Todo raciocínio seguido por Agamben desde Homo sacer até às teses apresentadas nos textos sobre a pandemia pode ser sintetizado de maneira rudimentar no seguinte silogismo: P- Toda biopolítica é ruim, sinônimo de opressão; p- Medidas sanitárias adotadas por diferentes governos durante a gestão da pandemia de coronavírus são uma manifestação da biopolítica; C- Logo, as medidas sanitárias adotadas na gestão da pandemia são ruins, opressivas. Mas o que faz da biopolítica algo ruim? O exemplo que Agamben dá do campo de concentração como máxima realização da biopolítica pode sugerir que essa pergunta é só uma elocubração filosófica desnecessária. Afinal, qualquer um que não tenha danificado suas intuições morais mais básicas consegue entender o que há de ruim com campos de concentração. Reconhecer o horror dos campos de concentração não é o problema. O primeiro problema é que o conceito de biopolítica de Agamben é tão impreciso que tamanha falta de rigor permite com que coisas totalmente distintas sejam agrupadas numa mesma classe. Isto é, a biopolítica é a institucionalização dos direitos humanos, mudanças nos marcos legais que definem quando uma pessoa veio a óbito, experiências com cobaias humanas em campos de concentração e medidas de distanciamento social. Tudo isso é ruim para o filósofo, pois são manifestações da biopolítica, a “captura da vida biológica pelo poder soberano do Estado”. Poderia ser dito que a biopolítica é ruim, pois, produz o homo sacer, a vida matável. Mas quem é o homo sacer da pandemia? Qual é a vida matável que se produz com medidas sanitárias de distanciamento social? Não há nenhuma preocupação por parte de Agamben em responder isso, pelo contrário, há uma defesa explícita de que determinadas “vidas são matáveis”. Em um total desrespeito com os mortos e os familiares, Agamben faz até as contas de quantas mortes são toleráveis para ele:

De acordo com comunicados oficiais à imprensa, os casos positivos de covid-19 na Itália em 28 de outubro totalizaram 617.000, dos quais 279.000 curados. As mortes são de 38.127 (o número refere-se ao número de positivos, independentemente da real causa da morte). Os positivos são, em sua grande maioria, aqueles que já se definiram como portadores saudáveis ​​(agora curiosamente chamados de "pacientes não sintomáticos"). A população italiana é de 60.391.000. Em 2017, 650.614 pessoas morreram na Itália (em 2019, 647.000). As mortes por doenças respiratórias em 2017 foram de 53.372. [...] De acordo com estudos científicos, a IFR (taxa de mortalidade por infecção ou taxa de mortalidade) para covid-19 é de cerca de 0,6% [...]. É com base nesses dados que as liberdades constitucionais foram suspensas, a população ficou apavorada, a vida social cancelada, a saúde mental e física dos homens seriamente ameaçada (AGAMBEN, 2021a, tradução nossa)
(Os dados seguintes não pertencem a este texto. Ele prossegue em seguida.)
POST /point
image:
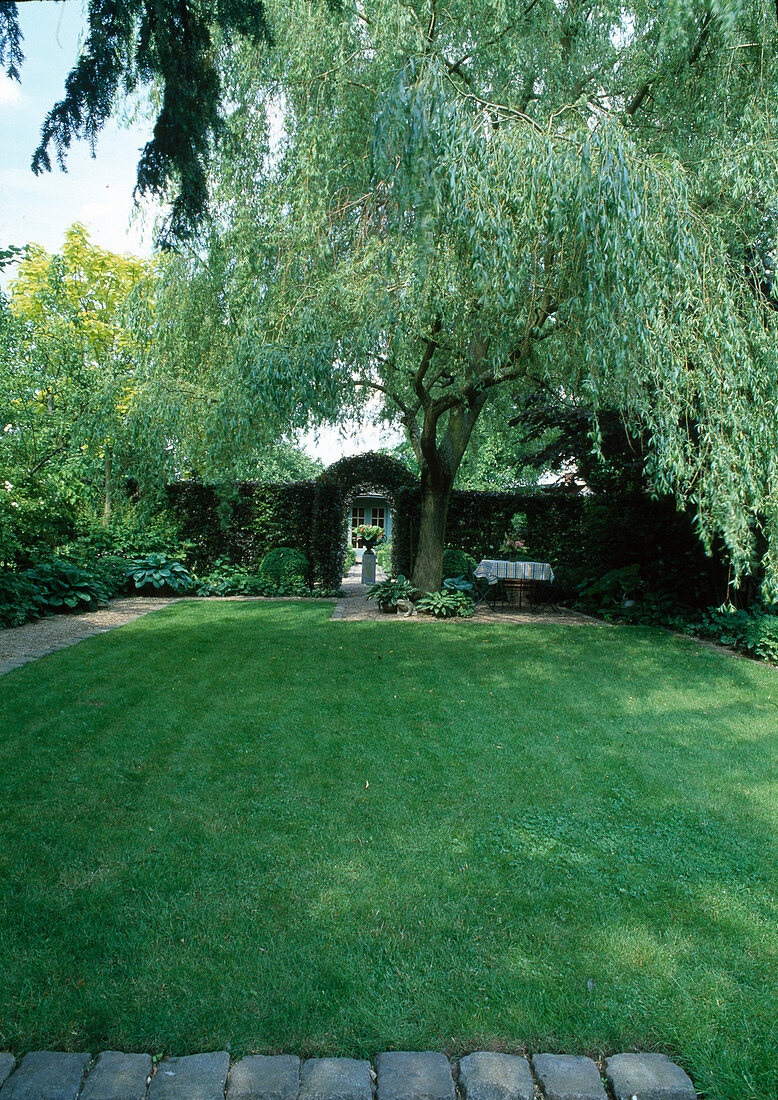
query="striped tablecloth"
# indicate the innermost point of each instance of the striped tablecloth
(514, 570)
Para dizer claramente o que há de ruim com a biopolítica, Agamben não só necessitaria de um conceito mais rigoroso de biopolítica, mas precisaria também abandonar o “criptonormativismo”. O conceito de “criptonormativismo” é introduzido por Habermas (2000) em sua discussão acerca da análise do poder realizada por Foucault. Habermas entende que Foucault mantém ocultos, criptografados, os critérios normativos de sua crítica do poder. Embora o francês se levante contra o poder disciplinador das instituições modernas, ele não esclarece a partir de que critério tais instituições podem ser vistas como “ilegítimas”, “opressivas”. Na esteira desses apontamentos de Habermas, Nancy Frase avalia do seguinte modo a crítica foucaultiana do poder:

Por que a luta é preferível à submissão? Por que resistir à dominação? Somente com a introdução de noções normativas ele [Foucault] poderia começar a nos contar o que está errado com o regime moderno de poder/conhecimento, e porque devemos nos opor a ele (FRASER, 1981, p. 283, tradução nossa).
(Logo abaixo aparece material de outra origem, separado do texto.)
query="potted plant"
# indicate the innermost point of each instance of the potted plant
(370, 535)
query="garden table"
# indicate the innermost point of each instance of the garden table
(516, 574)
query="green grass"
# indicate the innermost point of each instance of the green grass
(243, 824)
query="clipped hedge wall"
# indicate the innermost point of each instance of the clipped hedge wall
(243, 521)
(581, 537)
Não que o critério da crítica de Agamben à biopolítica não exista. Mas é preciso uma leitura atenta. Agamben parece escondê-lo, quase como se tivesse vergonha. Talvez ele pense que deixar claro os princípios normativos de uma teoria seja uma proposta de antiquados teóricos da justiça.

Para Frateschi, a perspectiva normativa que orienta a crítica de Agamben é, no final das contas, o liberalismo. Em outras palavras, o problema da biopolítica da pandemia é que o Estado viola nossas liberdades individuais em nome da segurança. A filósofa afirma que apesar da retórica messiânica de Agamben (quando, por exemplo, ele clama para a Igreja se rebelar contra a ciência e para o papa ir abraçar os contaminados), os textos do italiano “colocam as liberdades individuais no topo da escala de valores” (FRATESCHI, 2020). Entendemos que o que ocorre é justamente o contrário, o “liberalismo” de Agamben é um mero recurso retórico, e é no messianismo que encontramos o fundamento normativo que o filósofo dissimula.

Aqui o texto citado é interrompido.